Adeline Wilson revient à Santa Cruz pour y passer avec sa famille des vacances de rêve. Pourtant, enfant, elle y a subit un traumatisme inexpliqué. Un soir, l’horreur les frappe quand leurs doubles s’en prennent à eux. Le début d’une lutte pour la survie…

Les plus anciens ou les plus férus de cinéma de genre se souviennent peut être de l’ultime scène glaçante de Prince des ténèbres de John Carpenter. Pour retrouver son amour perdu dans les enfers, un homme effleure la surface d’un miroir, passage vers une autre dimension. John Carpenter explorait alors les dualités d’un terrain inconnu où notre propre visage prenait une autre forme. Tels les body snatchers de Don Siegel, l’ennemi c’était nous, âmes éperdues si chères au fantastique et au film d’horreur traditionnel. Il ne faut pas se méprendre ; pour vaincre des monstres, il est aisé d’en devenir un soi-même. C’est pourquoi bon nombre de films et d’histoires de ce type reflètent littéralement les côtés sombres des protagonistes à l’image du Dr Jekyll et de Mister Hyde, quand la barbarie supplante chaque once d’humanité, de bienséance et de convenance propre à toute civilisation avancée.

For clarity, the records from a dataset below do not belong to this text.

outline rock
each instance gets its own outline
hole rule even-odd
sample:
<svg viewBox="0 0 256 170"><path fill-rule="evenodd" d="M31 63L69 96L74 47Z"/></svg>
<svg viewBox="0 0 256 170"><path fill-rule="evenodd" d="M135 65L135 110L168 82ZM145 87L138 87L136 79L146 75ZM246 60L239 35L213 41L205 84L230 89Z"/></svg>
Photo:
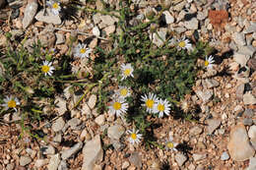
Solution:
<svg viewBox="0 0 256 170"><path fill-rule="evenodd" d="M48 170L57 170L60 163L59 153L50 156L49 164L47 165Z"/></svg>
<svg viewBox="0 0 256 170"><path fill-rule="evenodd" d="M243 103L245 105L247 104L256 104L256 98L251 94L250 91L246 92L245 94L243 94Z"/></svg>
<svg viewBox="0 0 256 170"><path fill-rule="evenodd" d="M63 129L64 125L65 125L65 121L63 120L62 117L60 117L53 123L51 129L54 132L59 132Z"/></svg>
<svg viewBox="0 0 256 170"><path fill-rule="evenodd" d="M187 157L185 155L183 155L182 153L177 153L175 155L175 160L178 163L178 166L180 167L185 163L185 161L187 160Z"/></svg>
<svg viewBox="0 0 256 170"><path fill-rule="evenodd" d="M198 20L196 18L193 18L190 21L184 22L184 27L188 29L198 29Z"/></svg>
<svg viewBox="0 0 256 170"><path fill-rule="evenodd" d="M226 151L223 152L221 156L221 160L228 160L228 159L229 159L229 154Z"/></svg>
<svg viewBox="0 0 256 170"><path fill-rule="evenodd" d="M66 160L76 154L83 147L83 142L78 142L73 145L71 148L62 151L61 158Z"/></svg>
<svg viewBox="0 0 256 170"><path fill-rule="evenodd" d="M62 44L62 43L65 43L65 36L63 33L55 33L56 35L56 44L59 45L59 44Z"/></svg>
<svg viewBox="0 0 256 170"><path fill-rule="evenodd" d="M48 162L49 162L48 159L36 159L34 162L34 166L36 168L40 168L40 167L46 165Z"/></svg>
<svg viewBox="0 0 256 170"><path fill-rule="evenodd" d="M88 106L91 108L91 109L94 109L96 107L96 94L93 94L90 96L89 98L89 101L88 101Z"/></svg>
<svg viewBox="0 0 256 170"><path fill-rule="evenodd" d="M69 170L67 162L65 160L61 160L58 170Z"/></svg>
<svg viewBox="0 0 256 170"><path fill-rule="evenodd" d="M61 19L58 15L54 15L51 13L50 9L46 9L46 14L43 15L43 10L38 12L35 16L35 19L39 22L47 23L47 24L53 24L53 25L60 25Z"/></svg>
<svg viewBox="0 0 256 170"><path fill-rule="evenodd" d="M32 158L30 156L21 156L20 157L20 165L26 166L32 162Z"/></svg>
<svg viewBox="0 0 256 170"><path fill-rule="evenodd" d="M164 15L167 25L174 23L174 18L169 14L168 11L164 11L162 14Z"/></svg>
<svg viewBox="0 0 256 170"><path fill-rule="evenodd" d="M248 55L244 55L244 54L240 54L238 52L235 52L233 54L233 59L236 63L240 64L241 67L246 66L246 63L248 62L248 60L250 59L250 56Z"/></svg>
<svg viewBox="0 0 256 170"><path fill-rule="evenodd" d="M203 129L200 127L194 127L189 130L189 135L190 136L197 136L200 135L203 132Z"/></svg>
<svg viewBox="0 0 256 170"><path fill-rule="evenodd" d="M95 27L93 28L93 34L96 35L96 36L99 36L100 35L100 30L97 27Z"/></svg>
<svg viewBox="0 0 256 170"><path fill-rule="evenodd" d="M70 126L72 130L75 130L81 124L81 122L82 121L78 118L72 118L68 121L67 125Z"/></svg>
<svg viewBox="0 0 256 170"><path fill-rule="evenodd" d="M255 150L249 143L249 139L243 124L239 123L231 128L227 149L231 158L235 161L244 161L253 156Z"/></svg>
<svg viewBox="0 0 256 170"><path fill-rule="evenodd" d="M1 6L1 5L0 5ZM38 4L36 0L30 0L24 11L23 28L26 29L32 22L36 12Z"/></svg>
<svg viewBox="0 0 256 170"><path fill-rule="evenodd" d="M254 149L256 149L256 126L253 125L250 127L248 131L248 136L250 138L250 142Z"/></svg>
<svg viewBox="0 0 256 170"><path fill-rule="evenodd" d="M209 119L207 120L207 133L209 135L213 134L214 131L220 127L222 121L220 119Z"/></svg>
<svg viewBox="0 0 256 170"><path fill-rule="evenodd" d="M141 156L139 155L139 152L133 152L131 156L129 157L129 161L137 166L137 168L141 169L142 167L142 159Z"/></svg>
<svg viewBox="0 0 256 170"><path fill-rule="evenodd" d="M241 32L232 33L232 38L237 45L246 45L244 34Z"/></svg>
<svg viewBox="0 0 256 170"><path fill-rule="evenodd" d="M103 150L101 148L99 135L88 142L83 148L83 166L82 170L91 170L97 161L102 161Z"/></svg>
<svg viewBox="0 0 256 170"><path fill-rule="evenodd" d="M243 92L244 92L244 84L239 85L236 87L235 96L237 99L242 100L243 99Z"/></svg>
<svg viewBox="0 0 256 170"><path fill-rule="evenodd" d="M45 145L40 148L42 154L55 154L55 148L52 145Z"/></svg>
<svg viewBox="0 0 256 170"><path fill-rule="evenodd" d="M114 25L108 26L103 30L105 31L105 34L109 36L111 33L115 31L115 26Z"/></svg>
<svg viewBox="0 0 256 170"><path fill-rule="evenodd" d="M214 92L212 89L205 89L205 90L196 90L195 91L197 96L203 100L204 103L208 103L210 99L213 97Z"/></svg>
<svg viewBox="0 0 256 170"><path fill-rule="evenodd" d="M121 125L114 125L107 129L107 137L111 140L119 140L125 129Z"/></svg>
<svg viewBox="0 0 256 170"><path fill-rule="evenodd" d="M158 47L163 45L165 42L167 30L165 28L160 28L160 31L157 33L153 33L153 43L155 43ZM152 39L152 36L150 35L150 38Z"/></svg>
<svg viewBox="0 0 256 170"><path fill-rule="evenodd" d="M96 118L95 122L101 126L101 125L104 125L104 122L105 122L105 116L104 115L99 115Z"/></svg>
<svg viewBox="0 0 256 170"><path fill-rule="evenodd" d="M193 153L193 159L195 161L198 161L198 160L202 160L202 159L205 159L207 157L207 154L206 153L203 153L203 154L199 154L199 153Z"/></svg>
<svg viewBox="0 0 256 170"><path fill-rule="evenodd" d="M253 124L253 121L251 118L244 118L242 122L243 122L243 125L245 125L245 126L251 126Z"/></svg>
<svg viewBox="0 0 256 170"><path fill-rule="evenodd" d="M122 169L127 169L130 166L130 163L126 160L122 163Z"/></svg>
<svg viewBox="0 0 256 170"><path fill-rule="evenodd" d="M246 45L246 46L238 46L237 52L252 57L255 54L255 51L256 51L256 47L252 45Z"/></svg>
<svg viewBox="0 0 256 170"><path fill-rule="evenodd" d="M202 82L203 86L206 86L207 88L213 88L216 86L219 86L220 83L214 79L206 79Z"/></svg>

Dans cette optique, Jordan Peele, auréolé de son succès critique et public avec Get Out poursuit sa quête introspective d’une société en déliquescence alors qu’elle se veut propre sur elle, partisane d’une conception du bien à l’extrême pour tendre finalement à des excès de violence aussi dramatiques que cruels. Après sa critique d’une hype visant à surmonter la haine raciale ancestrale en la prenant à rebours, le cinéaste revient avec Us. Il  nous parle des doubles et du double comme ses aînés l’ont fait avant lui, apposant au passage un discours politique virulent à l’image de Georges Romero et John Carpenter.

Dès l’exposition, Peele fait monter crescendo la tension usant jusqu’à la corde des miroitements par le biais du nombre onze qui incarne à lui seul cette mécanique. Citant le passage trouble du livre de Jérémie, le metteur en scène va dès lors jeter le doute, écartant dès lors toute preuve tangible du réel. Pour Peele tout n’est que projection dans un miroir quotidien, tandis que les doubles contemplent les faces d’une même pièce, laissés pour compte, pour ce qu’ils sont et ne sont pas. Si pour Ballard, écrivain de science-fiction anglais, la terre était la planète étrangère, pour Jordan Peele, c’est bel et bien le for intérieur de l’homme qu’il ne comprend pas , qui l’intrigue, le dérange. Comment une société aussi éduquée et aisée peut être conduite aux pires atrocités ? Ce n’est plus par dégoût mais par envie, par fascination morbide que les monstres du cinéaste puisent leurs pulsions malsaines, leurs instincts de mort que ce soit cette communauté bourgeoise dans Get Out ou ici ces exclus si familiers.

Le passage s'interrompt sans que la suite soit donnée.